Handling Missing Values

Categorical columns handle NaN values differently:

df = pd.DataFrame({
    'status': ['active', 'inactive', None, 'active', 'pending']
})

# NaN is not a category by default
df['status'] = df['status'].astype('category')
print(df['status'].cat.categories)  # ['active', 'inactive', 'pending']

# Check for missing values
print(df['status'].isna().sum())

# Fill missing with a category
df['status'] = df['status'].cat.add_categories(['unknown'])
df['status'] = df['status'].fillna('unknown')

Practical Example: Customer Segmentation

# Real-world customer data
customers = pd.DataFrame({
    'customer_id': range(1000),
    'region': np.random.choice(['North', 'South', 'East', 'West'], 1000),
    'tier': np.random.choice(['Bronze', 'Silver', 'Gold', 'Platinum'], 1000),
    'spend': np.random.randint(100, 10000, 1000)
})

# Convert to categorical
customers['region'] = customers['region'].astype('category')
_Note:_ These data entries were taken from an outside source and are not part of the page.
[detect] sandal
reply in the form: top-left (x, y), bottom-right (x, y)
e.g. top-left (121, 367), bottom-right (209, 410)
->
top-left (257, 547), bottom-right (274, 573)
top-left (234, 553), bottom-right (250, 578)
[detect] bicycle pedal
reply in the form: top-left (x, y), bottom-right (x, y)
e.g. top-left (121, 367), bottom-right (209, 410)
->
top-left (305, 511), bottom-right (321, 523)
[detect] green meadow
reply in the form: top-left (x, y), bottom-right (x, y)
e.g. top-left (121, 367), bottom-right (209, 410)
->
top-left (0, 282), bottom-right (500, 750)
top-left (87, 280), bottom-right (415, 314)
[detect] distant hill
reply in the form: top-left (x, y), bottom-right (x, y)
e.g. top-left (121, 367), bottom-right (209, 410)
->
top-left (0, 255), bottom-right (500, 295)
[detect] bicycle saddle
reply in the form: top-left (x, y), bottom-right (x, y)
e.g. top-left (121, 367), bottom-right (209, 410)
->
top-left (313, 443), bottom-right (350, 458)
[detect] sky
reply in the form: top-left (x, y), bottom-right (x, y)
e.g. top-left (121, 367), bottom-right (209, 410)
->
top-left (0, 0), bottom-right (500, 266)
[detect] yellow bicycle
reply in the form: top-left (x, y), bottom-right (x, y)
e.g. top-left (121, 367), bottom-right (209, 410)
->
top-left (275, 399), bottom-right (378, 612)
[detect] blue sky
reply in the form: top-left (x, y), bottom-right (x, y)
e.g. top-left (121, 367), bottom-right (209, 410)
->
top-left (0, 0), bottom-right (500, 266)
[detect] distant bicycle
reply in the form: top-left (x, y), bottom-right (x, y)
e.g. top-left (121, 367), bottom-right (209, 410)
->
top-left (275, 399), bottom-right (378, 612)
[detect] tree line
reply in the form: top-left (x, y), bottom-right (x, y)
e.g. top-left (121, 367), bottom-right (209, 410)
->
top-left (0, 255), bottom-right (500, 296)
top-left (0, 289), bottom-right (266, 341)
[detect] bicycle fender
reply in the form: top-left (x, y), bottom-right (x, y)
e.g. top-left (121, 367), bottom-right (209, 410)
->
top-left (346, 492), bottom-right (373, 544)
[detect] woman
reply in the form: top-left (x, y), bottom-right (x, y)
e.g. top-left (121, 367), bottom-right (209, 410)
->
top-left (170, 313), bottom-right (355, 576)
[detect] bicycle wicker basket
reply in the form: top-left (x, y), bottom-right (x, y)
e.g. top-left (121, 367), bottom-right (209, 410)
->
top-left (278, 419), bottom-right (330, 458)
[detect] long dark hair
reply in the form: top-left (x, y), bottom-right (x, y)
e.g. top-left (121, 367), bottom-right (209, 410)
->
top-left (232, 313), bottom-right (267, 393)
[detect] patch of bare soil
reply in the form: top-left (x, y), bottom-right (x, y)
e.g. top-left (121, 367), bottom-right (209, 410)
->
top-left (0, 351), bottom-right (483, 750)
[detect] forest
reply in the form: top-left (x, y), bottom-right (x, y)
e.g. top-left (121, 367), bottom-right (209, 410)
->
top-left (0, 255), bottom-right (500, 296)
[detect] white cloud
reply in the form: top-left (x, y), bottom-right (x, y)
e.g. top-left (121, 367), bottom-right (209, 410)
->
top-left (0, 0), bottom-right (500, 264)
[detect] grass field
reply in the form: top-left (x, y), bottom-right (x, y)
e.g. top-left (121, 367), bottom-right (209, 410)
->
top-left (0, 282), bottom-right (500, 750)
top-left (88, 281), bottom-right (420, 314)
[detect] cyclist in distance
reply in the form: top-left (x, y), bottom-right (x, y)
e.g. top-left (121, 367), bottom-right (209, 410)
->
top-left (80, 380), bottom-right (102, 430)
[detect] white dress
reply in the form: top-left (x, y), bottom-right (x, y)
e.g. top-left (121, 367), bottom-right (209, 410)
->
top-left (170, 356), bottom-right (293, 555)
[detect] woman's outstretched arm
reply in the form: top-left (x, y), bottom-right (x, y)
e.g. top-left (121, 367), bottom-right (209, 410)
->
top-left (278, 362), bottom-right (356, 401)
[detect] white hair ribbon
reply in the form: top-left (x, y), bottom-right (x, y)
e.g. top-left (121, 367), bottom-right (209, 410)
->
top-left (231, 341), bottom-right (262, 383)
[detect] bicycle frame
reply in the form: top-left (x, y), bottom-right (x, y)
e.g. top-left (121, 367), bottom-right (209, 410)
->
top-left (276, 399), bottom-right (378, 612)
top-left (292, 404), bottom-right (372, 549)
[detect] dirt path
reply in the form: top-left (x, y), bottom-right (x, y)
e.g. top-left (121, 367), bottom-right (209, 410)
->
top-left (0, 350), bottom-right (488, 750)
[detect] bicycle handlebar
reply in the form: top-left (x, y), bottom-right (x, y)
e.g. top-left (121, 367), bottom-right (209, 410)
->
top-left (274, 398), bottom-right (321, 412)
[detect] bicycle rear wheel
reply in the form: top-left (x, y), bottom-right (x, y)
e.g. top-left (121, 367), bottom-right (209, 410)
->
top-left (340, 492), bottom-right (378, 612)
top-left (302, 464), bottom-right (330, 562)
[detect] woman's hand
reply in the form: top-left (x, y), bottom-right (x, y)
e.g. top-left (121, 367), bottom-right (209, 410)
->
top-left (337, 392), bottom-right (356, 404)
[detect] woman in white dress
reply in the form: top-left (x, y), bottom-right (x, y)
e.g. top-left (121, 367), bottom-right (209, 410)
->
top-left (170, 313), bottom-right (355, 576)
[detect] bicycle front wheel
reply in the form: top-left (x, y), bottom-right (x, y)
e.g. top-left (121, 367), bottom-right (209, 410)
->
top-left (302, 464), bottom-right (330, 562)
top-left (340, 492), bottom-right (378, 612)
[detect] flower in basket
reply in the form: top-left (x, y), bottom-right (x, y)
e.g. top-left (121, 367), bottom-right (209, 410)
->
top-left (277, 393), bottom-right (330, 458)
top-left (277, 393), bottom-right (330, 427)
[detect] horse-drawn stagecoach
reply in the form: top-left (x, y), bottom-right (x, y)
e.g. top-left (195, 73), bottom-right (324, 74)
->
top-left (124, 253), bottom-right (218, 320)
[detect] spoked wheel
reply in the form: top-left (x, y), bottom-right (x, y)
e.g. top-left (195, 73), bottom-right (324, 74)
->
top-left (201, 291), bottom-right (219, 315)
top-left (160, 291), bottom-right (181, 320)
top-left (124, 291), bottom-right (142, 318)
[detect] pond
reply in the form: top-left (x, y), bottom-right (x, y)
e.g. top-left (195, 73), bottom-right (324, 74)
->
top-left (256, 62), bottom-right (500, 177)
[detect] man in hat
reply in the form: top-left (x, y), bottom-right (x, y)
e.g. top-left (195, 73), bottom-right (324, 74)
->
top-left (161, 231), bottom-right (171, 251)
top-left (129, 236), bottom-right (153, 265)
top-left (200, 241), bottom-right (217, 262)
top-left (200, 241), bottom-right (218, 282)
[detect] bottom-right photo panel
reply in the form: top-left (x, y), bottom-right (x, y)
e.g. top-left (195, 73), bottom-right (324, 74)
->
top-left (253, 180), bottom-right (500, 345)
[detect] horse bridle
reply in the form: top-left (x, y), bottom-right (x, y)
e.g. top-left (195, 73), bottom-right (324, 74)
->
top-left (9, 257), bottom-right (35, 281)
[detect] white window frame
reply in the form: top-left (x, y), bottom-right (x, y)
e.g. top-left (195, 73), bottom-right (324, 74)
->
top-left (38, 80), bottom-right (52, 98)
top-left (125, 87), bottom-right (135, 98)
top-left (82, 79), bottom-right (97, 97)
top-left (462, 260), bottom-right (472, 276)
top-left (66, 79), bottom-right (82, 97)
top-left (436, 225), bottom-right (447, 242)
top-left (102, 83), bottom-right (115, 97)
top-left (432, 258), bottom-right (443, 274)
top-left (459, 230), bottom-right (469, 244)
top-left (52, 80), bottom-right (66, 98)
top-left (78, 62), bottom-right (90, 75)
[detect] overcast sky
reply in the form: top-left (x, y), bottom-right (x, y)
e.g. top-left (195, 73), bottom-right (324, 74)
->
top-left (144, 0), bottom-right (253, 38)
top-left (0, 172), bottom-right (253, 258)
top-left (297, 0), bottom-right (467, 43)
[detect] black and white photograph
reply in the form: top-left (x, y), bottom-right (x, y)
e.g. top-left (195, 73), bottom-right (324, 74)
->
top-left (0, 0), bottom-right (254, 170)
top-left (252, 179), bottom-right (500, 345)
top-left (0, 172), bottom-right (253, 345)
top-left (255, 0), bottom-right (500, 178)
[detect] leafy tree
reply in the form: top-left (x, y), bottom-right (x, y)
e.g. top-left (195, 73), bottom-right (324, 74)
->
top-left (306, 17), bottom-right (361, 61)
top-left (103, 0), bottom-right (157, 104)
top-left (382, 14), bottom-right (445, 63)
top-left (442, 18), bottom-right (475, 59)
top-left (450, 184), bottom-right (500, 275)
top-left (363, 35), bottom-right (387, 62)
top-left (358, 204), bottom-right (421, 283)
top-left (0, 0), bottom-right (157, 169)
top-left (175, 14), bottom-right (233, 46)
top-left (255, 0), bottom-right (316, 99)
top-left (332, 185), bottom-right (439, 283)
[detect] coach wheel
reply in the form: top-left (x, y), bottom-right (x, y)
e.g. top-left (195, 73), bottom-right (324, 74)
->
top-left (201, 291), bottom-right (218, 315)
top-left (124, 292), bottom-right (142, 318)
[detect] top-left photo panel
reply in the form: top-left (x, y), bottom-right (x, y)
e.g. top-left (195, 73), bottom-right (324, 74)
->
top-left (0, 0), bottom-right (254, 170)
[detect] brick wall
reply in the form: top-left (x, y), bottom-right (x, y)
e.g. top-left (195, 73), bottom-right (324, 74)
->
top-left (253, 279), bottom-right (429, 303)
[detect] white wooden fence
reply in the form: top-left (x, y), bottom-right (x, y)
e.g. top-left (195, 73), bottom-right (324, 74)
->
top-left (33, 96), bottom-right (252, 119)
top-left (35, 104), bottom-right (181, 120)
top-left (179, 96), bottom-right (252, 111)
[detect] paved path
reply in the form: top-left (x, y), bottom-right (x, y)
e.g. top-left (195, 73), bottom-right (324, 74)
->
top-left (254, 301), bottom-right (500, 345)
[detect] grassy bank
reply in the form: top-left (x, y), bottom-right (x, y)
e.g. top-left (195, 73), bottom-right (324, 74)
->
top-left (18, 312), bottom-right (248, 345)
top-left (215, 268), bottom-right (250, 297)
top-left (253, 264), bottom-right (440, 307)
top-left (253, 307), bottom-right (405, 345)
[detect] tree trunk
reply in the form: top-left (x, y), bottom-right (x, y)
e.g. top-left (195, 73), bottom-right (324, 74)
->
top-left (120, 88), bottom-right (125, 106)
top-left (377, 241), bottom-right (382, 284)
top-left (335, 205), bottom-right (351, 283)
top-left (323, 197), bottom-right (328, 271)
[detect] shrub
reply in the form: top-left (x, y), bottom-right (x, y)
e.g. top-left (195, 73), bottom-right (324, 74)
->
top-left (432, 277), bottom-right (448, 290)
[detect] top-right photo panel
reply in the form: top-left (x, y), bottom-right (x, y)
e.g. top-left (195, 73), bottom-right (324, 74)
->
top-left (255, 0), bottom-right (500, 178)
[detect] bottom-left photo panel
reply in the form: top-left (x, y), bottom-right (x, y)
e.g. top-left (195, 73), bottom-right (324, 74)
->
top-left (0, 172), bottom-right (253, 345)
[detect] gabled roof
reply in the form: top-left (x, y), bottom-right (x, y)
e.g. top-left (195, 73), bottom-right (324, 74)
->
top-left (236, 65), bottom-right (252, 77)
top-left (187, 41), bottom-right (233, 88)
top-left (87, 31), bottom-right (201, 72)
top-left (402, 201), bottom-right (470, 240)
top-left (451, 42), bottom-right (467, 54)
# Ordered categorical for tier
tier_order = ['Bronze', 'Silver', 'Gold', 'Platinum']
customers['tier'] = pd.Categorical(
    customers['tier'],
    categories=tier_order,
    ordered=True
)

# Create spend categories
customers['spend_level'] = pd.qcut(
    customers['spend'],
    q=3,
    labels=['Low', 'Medium', 'High']
)

# Efficient groupby operations
summary = customers.groupby(['region', 'tier']).agg({
    'spend': ['mean', 'count']
}).round(2)

print(f"Memory saved: {customers['region'].memory_usage(deep=True) / 1024:.2f} KB")

Categorical conversion is essential for efficient data analysis in Pandas, particularly with large datasets containing repetitive string values. Choose the conversion method based on whether you need ordered categories, custom category sets, or automatic binning of continuous data.